Although it would be wonderful, there just isn't a clear boundary between what you 'need to know' for the MCAT and more advanced material, especially in the biological sciences. The transition from level 2 to level 3 in the question server at WikiPremed represents my own subjective sense where there is a shift from black to grey, above which it's still good to know the term but that it's okay not to stress, to have a learning goal of 'familiarity' or 'exposure' instead of absolute fluency.
Some students go into the MCAT knowing that there are neurons and 'glial cells' in the central nervous system while others know about ependymal cells, astrocytes, and oligodendroglia. While you 'need to know' the former, knowing the latter will make you more surefooted with this content, and the second group is 'advantaged'. Knowing more correlates to doing better. You are more comfortable in the passages, so there isn't some misty netherworld over the horizon containing everything you've never seen, so I try to present the material with some nuance. Advanced terms the MCAT may throw at you in passages is a bigger set than those which could govern a fact based questions and as you move into very advanced regions of knowledge the imperative to know the term versus just having been exposed to it grows less, and so you don't need to stress so much about level 4 terms at all, but reading through them will help you anyway.

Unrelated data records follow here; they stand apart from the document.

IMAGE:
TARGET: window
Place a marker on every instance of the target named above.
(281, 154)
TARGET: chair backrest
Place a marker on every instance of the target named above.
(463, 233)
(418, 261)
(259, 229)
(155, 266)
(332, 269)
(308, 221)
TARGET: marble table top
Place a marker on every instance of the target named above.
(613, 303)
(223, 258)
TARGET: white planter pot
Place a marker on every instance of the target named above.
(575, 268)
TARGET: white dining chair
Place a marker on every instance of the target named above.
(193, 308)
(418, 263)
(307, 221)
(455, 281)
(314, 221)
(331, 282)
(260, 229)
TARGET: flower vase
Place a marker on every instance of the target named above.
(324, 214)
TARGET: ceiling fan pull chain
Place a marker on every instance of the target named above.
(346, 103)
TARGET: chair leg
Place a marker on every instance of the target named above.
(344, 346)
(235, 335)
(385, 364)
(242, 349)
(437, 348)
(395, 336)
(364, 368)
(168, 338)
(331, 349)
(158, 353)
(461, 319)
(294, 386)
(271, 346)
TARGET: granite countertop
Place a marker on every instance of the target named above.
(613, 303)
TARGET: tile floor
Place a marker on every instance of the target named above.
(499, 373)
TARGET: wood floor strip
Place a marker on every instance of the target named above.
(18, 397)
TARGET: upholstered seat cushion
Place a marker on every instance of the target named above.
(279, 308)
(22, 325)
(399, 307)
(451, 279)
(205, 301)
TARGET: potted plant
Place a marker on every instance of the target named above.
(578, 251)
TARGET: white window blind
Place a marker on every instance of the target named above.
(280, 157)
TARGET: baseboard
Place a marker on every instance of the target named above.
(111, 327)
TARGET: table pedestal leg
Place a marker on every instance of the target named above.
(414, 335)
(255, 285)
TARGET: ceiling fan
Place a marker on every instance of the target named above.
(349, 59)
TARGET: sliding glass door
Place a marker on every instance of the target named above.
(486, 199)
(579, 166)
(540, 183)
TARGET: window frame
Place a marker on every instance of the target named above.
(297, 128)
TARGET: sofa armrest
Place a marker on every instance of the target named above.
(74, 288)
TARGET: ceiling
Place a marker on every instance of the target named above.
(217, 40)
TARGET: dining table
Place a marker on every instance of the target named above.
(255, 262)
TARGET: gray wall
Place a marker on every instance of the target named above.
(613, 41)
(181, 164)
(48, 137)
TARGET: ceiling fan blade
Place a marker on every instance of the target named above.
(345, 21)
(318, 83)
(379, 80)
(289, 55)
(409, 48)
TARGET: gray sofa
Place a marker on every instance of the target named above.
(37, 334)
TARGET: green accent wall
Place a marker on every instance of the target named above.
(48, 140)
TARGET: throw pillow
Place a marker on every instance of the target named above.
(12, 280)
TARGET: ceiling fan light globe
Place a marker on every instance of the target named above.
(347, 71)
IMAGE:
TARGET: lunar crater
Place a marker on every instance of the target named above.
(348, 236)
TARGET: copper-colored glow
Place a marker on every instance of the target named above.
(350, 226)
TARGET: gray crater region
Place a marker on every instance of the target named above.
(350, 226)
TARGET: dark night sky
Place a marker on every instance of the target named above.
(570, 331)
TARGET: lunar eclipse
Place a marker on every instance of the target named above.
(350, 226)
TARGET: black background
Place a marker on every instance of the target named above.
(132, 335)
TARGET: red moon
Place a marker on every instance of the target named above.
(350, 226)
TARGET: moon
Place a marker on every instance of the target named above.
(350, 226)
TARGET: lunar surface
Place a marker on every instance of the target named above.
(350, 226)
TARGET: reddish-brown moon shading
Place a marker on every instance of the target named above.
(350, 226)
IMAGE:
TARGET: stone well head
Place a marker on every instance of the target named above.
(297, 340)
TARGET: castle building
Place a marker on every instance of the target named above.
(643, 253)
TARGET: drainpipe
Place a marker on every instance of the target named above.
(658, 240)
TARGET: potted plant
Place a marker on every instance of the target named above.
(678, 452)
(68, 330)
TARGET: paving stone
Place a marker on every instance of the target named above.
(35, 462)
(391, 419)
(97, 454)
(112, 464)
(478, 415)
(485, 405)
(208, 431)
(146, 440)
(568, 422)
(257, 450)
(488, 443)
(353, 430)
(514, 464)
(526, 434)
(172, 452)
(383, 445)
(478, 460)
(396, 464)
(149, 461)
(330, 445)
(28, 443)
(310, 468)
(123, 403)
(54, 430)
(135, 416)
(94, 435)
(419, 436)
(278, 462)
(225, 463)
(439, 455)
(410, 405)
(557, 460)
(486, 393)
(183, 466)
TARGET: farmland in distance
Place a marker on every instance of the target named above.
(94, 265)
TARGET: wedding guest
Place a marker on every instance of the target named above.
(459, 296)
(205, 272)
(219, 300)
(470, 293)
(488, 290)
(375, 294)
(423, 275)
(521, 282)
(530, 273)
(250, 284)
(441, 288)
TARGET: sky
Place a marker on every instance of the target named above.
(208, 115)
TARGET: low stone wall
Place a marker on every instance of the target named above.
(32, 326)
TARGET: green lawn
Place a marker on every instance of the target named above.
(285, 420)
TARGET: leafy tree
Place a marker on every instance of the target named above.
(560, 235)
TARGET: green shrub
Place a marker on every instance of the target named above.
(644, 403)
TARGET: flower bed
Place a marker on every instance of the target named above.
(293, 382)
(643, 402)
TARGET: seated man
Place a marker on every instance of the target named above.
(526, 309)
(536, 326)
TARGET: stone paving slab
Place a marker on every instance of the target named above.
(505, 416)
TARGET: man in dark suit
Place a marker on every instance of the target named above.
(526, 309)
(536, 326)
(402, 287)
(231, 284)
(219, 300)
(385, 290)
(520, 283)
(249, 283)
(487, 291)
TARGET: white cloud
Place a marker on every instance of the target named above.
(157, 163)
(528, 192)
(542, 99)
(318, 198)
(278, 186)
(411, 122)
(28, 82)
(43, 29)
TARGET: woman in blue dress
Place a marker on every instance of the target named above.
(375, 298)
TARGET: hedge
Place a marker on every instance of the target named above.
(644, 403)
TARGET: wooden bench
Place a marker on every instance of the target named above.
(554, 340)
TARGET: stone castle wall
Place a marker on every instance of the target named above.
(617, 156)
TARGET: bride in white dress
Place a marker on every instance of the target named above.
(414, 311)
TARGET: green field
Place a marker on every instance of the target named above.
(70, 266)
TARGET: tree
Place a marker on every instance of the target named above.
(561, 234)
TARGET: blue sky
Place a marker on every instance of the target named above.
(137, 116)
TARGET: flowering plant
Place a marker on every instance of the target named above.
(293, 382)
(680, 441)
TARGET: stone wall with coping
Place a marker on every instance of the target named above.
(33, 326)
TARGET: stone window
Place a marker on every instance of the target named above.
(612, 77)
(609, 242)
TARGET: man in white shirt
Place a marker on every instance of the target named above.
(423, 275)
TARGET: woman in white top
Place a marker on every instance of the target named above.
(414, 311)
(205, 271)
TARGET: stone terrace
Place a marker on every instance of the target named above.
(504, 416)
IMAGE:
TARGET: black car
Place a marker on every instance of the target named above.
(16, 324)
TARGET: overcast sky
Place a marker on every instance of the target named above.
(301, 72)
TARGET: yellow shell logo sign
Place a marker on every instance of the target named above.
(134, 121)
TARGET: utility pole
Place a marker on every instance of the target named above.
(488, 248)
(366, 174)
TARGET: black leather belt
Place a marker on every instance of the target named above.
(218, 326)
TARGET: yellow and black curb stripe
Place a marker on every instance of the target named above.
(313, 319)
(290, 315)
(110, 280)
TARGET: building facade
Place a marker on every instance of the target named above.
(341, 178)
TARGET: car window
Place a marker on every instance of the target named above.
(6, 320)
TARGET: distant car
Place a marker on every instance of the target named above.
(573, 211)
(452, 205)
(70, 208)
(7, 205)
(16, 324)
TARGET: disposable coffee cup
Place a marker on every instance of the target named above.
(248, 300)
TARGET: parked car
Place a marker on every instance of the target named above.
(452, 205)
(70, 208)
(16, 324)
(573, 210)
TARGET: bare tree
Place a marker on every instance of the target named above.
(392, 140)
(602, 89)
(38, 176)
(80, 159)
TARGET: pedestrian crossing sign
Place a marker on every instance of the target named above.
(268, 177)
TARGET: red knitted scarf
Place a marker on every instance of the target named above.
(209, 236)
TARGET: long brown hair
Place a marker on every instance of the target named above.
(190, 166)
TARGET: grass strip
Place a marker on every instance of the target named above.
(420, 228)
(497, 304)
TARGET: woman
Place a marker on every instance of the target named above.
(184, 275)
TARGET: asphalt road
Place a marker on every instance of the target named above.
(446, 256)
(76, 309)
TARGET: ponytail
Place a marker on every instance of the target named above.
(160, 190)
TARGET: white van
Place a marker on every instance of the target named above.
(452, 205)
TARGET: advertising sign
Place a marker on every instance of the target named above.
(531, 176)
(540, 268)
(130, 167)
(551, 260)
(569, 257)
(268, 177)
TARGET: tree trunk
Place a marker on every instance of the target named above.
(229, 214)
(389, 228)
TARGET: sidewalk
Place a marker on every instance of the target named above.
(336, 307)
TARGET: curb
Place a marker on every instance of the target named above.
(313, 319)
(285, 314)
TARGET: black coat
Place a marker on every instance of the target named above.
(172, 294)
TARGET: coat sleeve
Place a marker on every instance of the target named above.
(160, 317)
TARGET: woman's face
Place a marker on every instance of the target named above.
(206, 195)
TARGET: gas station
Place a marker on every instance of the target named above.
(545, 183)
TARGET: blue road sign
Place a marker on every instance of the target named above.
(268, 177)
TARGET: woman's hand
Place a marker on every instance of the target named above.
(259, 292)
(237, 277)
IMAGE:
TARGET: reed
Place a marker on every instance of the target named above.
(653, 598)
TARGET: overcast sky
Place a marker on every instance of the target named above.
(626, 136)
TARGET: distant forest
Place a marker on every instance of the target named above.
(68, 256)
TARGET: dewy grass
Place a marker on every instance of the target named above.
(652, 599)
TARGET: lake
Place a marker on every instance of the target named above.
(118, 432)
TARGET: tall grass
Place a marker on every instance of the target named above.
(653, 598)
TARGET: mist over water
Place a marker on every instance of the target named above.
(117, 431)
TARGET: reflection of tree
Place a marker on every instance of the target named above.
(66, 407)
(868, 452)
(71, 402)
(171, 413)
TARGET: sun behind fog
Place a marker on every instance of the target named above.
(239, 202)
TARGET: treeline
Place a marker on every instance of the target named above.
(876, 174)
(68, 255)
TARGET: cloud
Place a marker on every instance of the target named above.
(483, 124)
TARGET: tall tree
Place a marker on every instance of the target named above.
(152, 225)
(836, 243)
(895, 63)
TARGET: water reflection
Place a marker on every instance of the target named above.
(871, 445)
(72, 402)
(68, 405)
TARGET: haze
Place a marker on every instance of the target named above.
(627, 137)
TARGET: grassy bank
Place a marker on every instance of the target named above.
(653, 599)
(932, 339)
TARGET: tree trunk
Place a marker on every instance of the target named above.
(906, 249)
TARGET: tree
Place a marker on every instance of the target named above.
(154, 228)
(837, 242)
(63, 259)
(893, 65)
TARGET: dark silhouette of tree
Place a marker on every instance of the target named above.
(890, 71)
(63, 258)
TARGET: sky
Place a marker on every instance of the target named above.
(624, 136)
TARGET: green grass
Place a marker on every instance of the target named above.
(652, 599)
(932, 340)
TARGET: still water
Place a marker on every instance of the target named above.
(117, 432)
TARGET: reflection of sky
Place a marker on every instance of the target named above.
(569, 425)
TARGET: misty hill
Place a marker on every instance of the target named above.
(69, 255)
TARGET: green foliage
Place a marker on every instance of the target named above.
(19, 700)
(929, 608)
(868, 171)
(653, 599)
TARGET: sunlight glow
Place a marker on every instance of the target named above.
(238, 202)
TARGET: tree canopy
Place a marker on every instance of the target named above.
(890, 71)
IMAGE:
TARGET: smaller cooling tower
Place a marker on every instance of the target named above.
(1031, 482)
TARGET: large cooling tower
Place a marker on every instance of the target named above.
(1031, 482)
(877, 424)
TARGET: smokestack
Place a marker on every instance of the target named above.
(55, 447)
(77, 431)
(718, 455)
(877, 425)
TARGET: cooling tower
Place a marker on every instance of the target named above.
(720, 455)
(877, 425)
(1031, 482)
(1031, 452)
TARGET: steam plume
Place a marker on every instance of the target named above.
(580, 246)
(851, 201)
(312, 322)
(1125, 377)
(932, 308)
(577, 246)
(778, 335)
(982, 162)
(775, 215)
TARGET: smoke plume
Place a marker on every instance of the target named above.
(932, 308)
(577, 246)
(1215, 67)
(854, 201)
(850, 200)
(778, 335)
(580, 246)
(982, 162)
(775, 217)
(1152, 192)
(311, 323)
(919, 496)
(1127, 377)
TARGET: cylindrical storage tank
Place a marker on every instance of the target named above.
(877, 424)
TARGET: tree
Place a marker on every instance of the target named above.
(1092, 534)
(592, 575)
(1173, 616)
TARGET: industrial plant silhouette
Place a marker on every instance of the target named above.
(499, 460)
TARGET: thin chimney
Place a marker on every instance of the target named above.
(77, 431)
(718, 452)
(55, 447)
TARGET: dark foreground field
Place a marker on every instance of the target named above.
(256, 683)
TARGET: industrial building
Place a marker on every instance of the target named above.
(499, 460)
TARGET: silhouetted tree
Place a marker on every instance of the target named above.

Basically, with the WikiPremed question server, as you move from level 1, 2, 3 to 4, just gradually let yourself off the hook as you go higher and higher. With the level 4 terms, it's good to get a bit of exposure. To try the term out. Give yourself a sense of what expert knowledge feels like, but don't stress about it. When I was making the glossary, I put the transition from level 2 to level 3 where the change went from 'need to know' to 'should know'.